Bartosz Cybulski

Personal information
- Full name: Bartosz Marcin Cybulski
- Date of birth: 15 October 2002 (age 23)
- Place of birth: Poland
- Position: Forward

Team information
- Current team: Spalding United F.C.

Youth career
- Nottingham Forest
- 0000–2021: Derby County

Senior career*
- Years: Team / Apps / (Gls)
- 2021–2023: Derby County / 4 / (0)
- 2022: → Matlock Town (loan) / 5 / (1)
- 2022–2023: → Solihull Moors (loan) / 11 / (3)
- 2023: → AFC Fylde (loan) / 7 / (0)
- 2023–2024: King's Lynn Town / 42 / (8)
- 2024–: Spalding United / 29 / (34)

= Bartosz Cybulski =

Polish footballer

Bartosz Marcin Cybulski (born 15 October 2002) is a Polish professional footballer who plays as a forward for Spalding United.

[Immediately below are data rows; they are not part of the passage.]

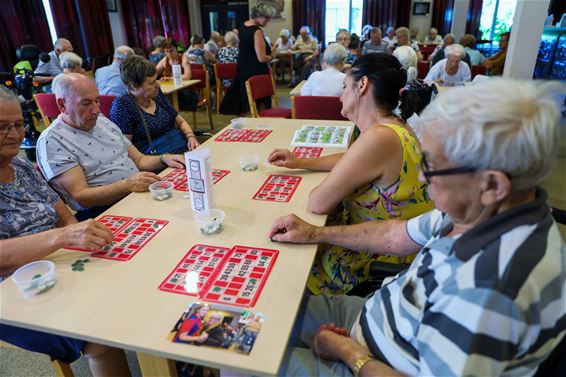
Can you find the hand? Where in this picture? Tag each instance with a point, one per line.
(89, 234)
(176, 161)
(283, 158)
(192, 142)
(292, 229)
(140, 182)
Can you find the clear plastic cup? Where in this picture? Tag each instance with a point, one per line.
(249, 162)
(161, 190)
(210, 222)
(35, 278)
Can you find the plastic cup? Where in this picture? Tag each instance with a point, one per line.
(35, 278)
(162, 190)
(210, 222)
(249, 162)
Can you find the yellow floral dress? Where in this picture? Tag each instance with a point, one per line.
(336, 269)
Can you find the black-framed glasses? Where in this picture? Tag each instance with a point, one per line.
(451, 171)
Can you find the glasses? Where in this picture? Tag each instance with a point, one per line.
(452, 171)
(6, 128)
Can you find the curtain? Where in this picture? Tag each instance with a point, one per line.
(85, 24)
(311, 13)
(442, 13)
(385, 13)
(474, 16)
(22, 22)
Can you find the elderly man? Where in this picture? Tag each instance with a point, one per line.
(108, 79)
(450, 70)
(375, 43)
(52, 68)
(86, 158)
(485, 294)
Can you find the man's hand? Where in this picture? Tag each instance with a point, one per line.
(140, 182)
(89, 234)
(291, 228)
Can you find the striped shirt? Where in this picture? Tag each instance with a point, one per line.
(491, 301)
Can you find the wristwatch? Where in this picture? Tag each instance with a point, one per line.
(360, 362)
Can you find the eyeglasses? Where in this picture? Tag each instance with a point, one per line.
(431, 173)
(6, 128)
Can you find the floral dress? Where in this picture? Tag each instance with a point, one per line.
(336, 269)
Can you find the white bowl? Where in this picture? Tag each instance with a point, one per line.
(35, 278)
(211, 222)
(161, 190)
(249, 162)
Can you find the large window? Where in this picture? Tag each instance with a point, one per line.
(343, 14)
(496, 18)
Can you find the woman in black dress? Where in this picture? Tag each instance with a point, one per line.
(254, 58)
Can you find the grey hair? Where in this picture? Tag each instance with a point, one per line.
(334, 54)
(122, 52)
(231, 39)
(70, 60)
(500, 124)
(455, 50)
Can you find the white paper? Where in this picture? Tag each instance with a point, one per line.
(199, 176)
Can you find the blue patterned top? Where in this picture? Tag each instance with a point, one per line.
(26, 204)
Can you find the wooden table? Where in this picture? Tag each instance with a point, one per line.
(296, 91)
(170, 90)
(118, 303)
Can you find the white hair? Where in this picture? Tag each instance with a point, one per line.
(70, 60)
(455, 50)
(334, 54)
(500, 124)
(408, 59)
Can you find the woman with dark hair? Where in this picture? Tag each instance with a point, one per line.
(145, 115)
(254, 57)
(376, 179)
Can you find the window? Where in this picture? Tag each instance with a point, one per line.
(343, 14)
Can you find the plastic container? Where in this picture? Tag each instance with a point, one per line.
(162, 190)
(249, 162)
(35, 278)
(210, 222)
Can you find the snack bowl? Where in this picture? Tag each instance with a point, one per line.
(210, 222)
(249, 162)
(161, 190)
(35, 278)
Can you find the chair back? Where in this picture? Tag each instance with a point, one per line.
(316, 107)
(106, 103)
(422, 69)
(47, 105)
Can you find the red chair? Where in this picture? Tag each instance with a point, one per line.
(478, 70)
(316, 107)
(223, 71)
(106, 104)
(47, 106)
(262, 86)
(422, 69)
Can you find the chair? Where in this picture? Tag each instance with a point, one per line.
(262, 86)
(223, 71)
(478, 70)
(422, 69)
(47, 106)
(316, 107)
(204, 93)
(106, 104)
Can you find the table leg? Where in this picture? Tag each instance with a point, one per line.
(156, 366)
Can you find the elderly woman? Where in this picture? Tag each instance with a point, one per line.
(450, 70)
(376, 179)
(34, 222)
(485, 294)
(71, 62)
(145, 116)
(329, 81)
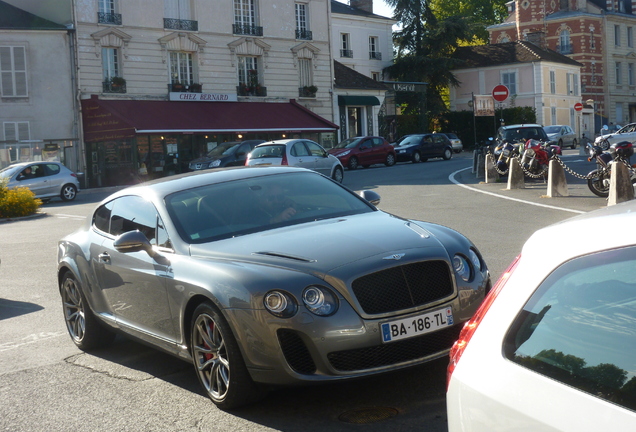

Cybulski started his career at Derby County, making his professional debut in 2022, with loan spells at Matlock Town, Solihull Moors and AFC Fylde during the 2022–23 season, before his release by Derby in May 2023. In August 2023, Cybulski joined King's Lynn Town.

==Club career==
Cybulski made his debut for Derby County as a substitute in a 2–0 FA Cup loss to Chorley on 9 January 2021. He was one of fourteen players from Derby County's academy to make their debut in the game, after the entirety of Derby's first team squad and coaching team were forced to isolate due to a COVID-19 outbreak. He made his league debut as a substitute in a 1–0 win against Peterborough United on 19 February 2022.

On 14 October 2022, he joined Northern Premier League Premier Division side Matlock Town on loan.

On 2 December 2022, he joined National League side Solihull Moors on a one-month loan. He joined National League North leaders AFC Fylde on 17 March 2023, on loan until the end of the season, at Fylde he played a part in their National League North title success.

At the end of the 2022–23 season, Cybulski's contract was not renewed by Derby County and he became a free agent.

On 22 August 2023, after what Cybulski described as a "rough couple of months" as a free agent, he signed with King's Lynn Town of the National League North on a two-year contract.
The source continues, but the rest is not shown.